Not For Me

By Indygodusk


Chapter 2


Despite being called captain, all of the big decisions seemed to be made by committee. Except for Johns's handling of Riddick, it seemed. They'd just met to discuss supplies and the repair of the shuttle, only to be informed that Riddick was walking free among them in return for his promise to not hurt anyone.

Unhappy with Johns deciding such a huge thing all on his own, Carolyn nevertheless realized that it was too late for her objections to mean anything. No one elses had. She made sure everyone had their duties and dismissed the meeting. Everyone quickly scattered.

When Carolyn looked over her shoulder, she saw Shazza blocking Riddick from leaving. Curious and worried for the other woman, Carolyn hid in the open doorway to watch.

Shazza firmed her jaw and met Riddick's eyes boldly. "Here." She tossed him her oxygen canister and tubing. They'd been using hits of oxygen to help people acclimate to the thinner atmosphere of the planet, but the supply had quickly run out.

Carolyn was impressed by Shazza's courage and kindness, considering that during their last interaction Shazza had accused Riddick of killing Zeke and then kicked him in the head so hard she'd knocked him unconscious.
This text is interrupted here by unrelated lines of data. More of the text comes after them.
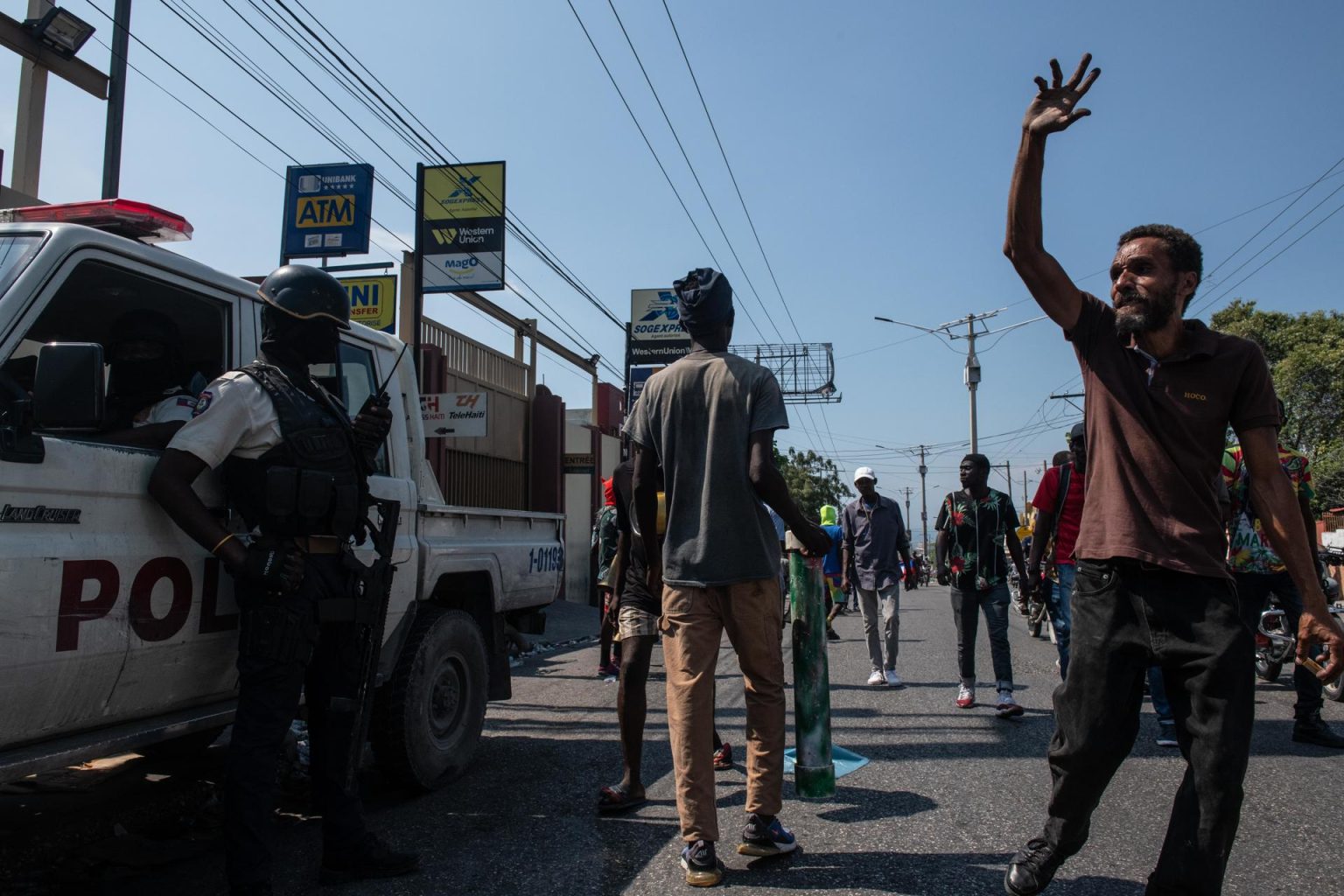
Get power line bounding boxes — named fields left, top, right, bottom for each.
left=1187, top=193, right=1344, bottom=318
left=564, top=0, right=766, bottom=341
left=606, top=0, right=785, bottom=342
left=655, top=0, right=801, bottom=346
left=1208, top=156, right=1344, bottom=276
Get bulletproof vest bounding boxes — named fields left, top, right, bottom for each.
left=223, top=361, right=367, bottom=539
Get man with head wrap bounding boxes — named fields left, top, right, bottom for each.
left=625, top=268, right=830, bottom=886
left=149, top=264, right=418, bottom=896
left=592, top=480, right=621, bottom=678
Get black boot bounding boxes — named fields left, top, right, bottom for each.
left=317, top=834, right=419, bottom=884
left=1293, top=712, right=1344, bottom=750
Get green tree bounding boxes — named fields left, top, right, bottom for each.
left=1209, top=298, right=1344, bottom=514
left=774, top=446, right=850, bottom=520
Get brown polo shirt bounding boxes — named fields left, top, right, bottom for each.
left=1065, top=293, right=1278, bottom=578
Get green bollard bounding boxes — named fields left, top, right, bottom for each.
left=785, top=532, right=836, bottom=799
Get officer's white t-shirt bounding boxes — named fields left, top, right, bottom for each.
left=168, top=371, right=281, bottom=469
left=130, top=389, right=196, bottom=426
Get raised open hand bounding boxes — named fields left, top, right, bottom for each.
left=1021, top=52, right=1101, bottom=135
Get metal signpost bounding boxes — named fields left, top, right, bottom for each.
left=279, top=163, right=374, bottom=264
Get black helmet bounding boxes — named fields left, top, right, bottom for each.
left=256, top=264, right=349, bottom=329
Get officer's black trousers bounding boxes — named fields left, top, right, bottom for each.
left=225, top=555, right=364, bottom=886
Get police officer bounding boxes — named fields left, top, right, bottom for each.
left=102, top=309, right=196, bottom=449
left=149, top=264, right=418, bottom=894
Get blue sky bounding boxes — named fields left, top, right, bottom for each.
left=0, top=0, right=1344, bottom=502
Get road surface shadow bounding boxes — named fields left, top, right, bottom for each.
left=724, top=848, right=1144, bottom=896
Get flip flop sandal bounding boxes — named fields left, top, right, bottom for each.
left=597, top=785, right=649, bottom=816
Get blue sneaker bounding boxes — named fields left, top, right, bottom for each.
left=682, top=840, right=723, bottom=886
left=738, top=813, right=798, bottom=856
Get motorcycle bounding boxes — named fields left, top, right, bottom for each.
left=1008, top=570, right=1050, bottom=638
left=1256, top=561, right=1344, bottom=703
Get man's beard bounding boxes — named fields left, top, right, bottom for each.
left=1116, top=288, right=1176, bottom=336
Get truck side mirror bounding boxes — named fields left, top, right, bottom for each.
left=32, top=342, right=106, bottom=432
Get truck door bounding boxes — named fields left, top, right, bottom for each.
left=0, top=250, right=251, bottom=746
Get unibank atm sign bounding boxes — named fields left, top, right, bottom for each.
left=283, top=164, right=374, bottom=258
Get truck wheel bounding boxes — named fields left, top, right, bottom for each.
left=372, top=605, right=488, bottom=790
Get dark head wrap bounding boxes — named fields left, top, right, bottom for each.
left=672, top=268, right=732, bottom=333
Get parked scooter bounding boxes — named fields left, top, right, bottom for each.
left=1256, top=566, right=1344, bottom=703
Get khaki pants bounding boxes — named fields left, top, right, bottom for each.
left=662, top=578, right=785, bottom=843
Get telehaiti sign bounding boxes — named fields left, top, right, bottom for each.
left=338, top=276, right=396, bottom=333
left=281, top=164, right=374, bottom=258
left=416, top=161, right=504, bottom=293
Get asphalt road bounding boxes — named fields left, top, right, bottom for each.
left=0, top=587, right=1344, bottom=896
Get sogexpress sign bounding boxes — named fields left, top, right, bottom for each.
left=416, top=161, right=506, bottom=293
left=283, top=164, right=374, bottom=258
left=630, top=289, right=690, bottom=342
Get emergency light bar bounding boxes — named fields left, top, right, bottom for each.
left=0, top=199, right=192, bottom=243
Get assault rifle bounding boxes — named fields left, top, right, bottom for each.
left=341, top=499, right=402, bottom=791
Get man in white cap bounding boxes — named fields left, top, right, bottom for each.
left=840, top=466, right=911, bottom=688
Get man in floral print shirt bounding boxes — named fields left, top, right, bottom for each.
left=935, top=454, right=1027, bottom=718
left=1223, top=422, right=1344, bottom=750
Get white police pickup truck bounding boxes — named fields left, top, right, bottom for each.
left=0, top=200, right=564, bottom=788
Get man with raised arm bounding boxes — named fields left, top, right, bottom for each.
left=1004, top=55, right=1344, bottom=896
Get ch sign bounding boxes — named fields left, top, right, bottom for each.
left=421, top=392, right=489, bottom=439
A man might hold a grudge about that.

Catching the gift, Riddick's face went flat. He tossed the breather onto the floor at Shazza's feet with a curl of his lip. "What? Is it broken?"

Sucking in air through her teeth, Shazza put a hand on her hip and exhaled hard. "No, you ass, there's a few hits of oxygen left. It's an apology."

Even without her empathy working right, Carolyn could see what was going on. She was impressed. Shazza wasn't offering the oxygen as an insult or bribe to make Riddick leave her alone, she was making the offer because her personal honor demanded it and she was a fundamentally kind person, despite her gruff exterior and temper, a temper now pricked by his response. Glaring, Shazza shoved the tubing back towards Riddick with her boot, tossed her head to get her wild black curls out of her face, and stomped away, not acknowledging Carolyn hiding in the doorway.

Riddick looked wary, obviously unused to receiving gifts or apologies. Bending over, he picked up the tubing and stared at it for a long moment, muscles tight, before carefully hanging it over his shoulder. The corner of his mouth tilted down, almost a vulnerable expression.

It made something in Carolyn's chest ache. She slipped away before Riddick could notice her watching and misunderstand. And before she saw something else that made her care more than she should about a man like that.

Outside in the blazing sun, she felt a renewed urgency. Formulating plans in her head, she went to find Johns to get him to help coordinate bringing up all five power cells for the shuttle.

Instead of meeting her urgency with her own, Johns was adamant that they wait until the last minute. When pressed for reasons, he told her it was so Riddick didn't stab them all in the back, kill her, and pilot the shuttle away all by himself like he'd done during his escape from prison. Done talking, Johns turned his back on her and walked away.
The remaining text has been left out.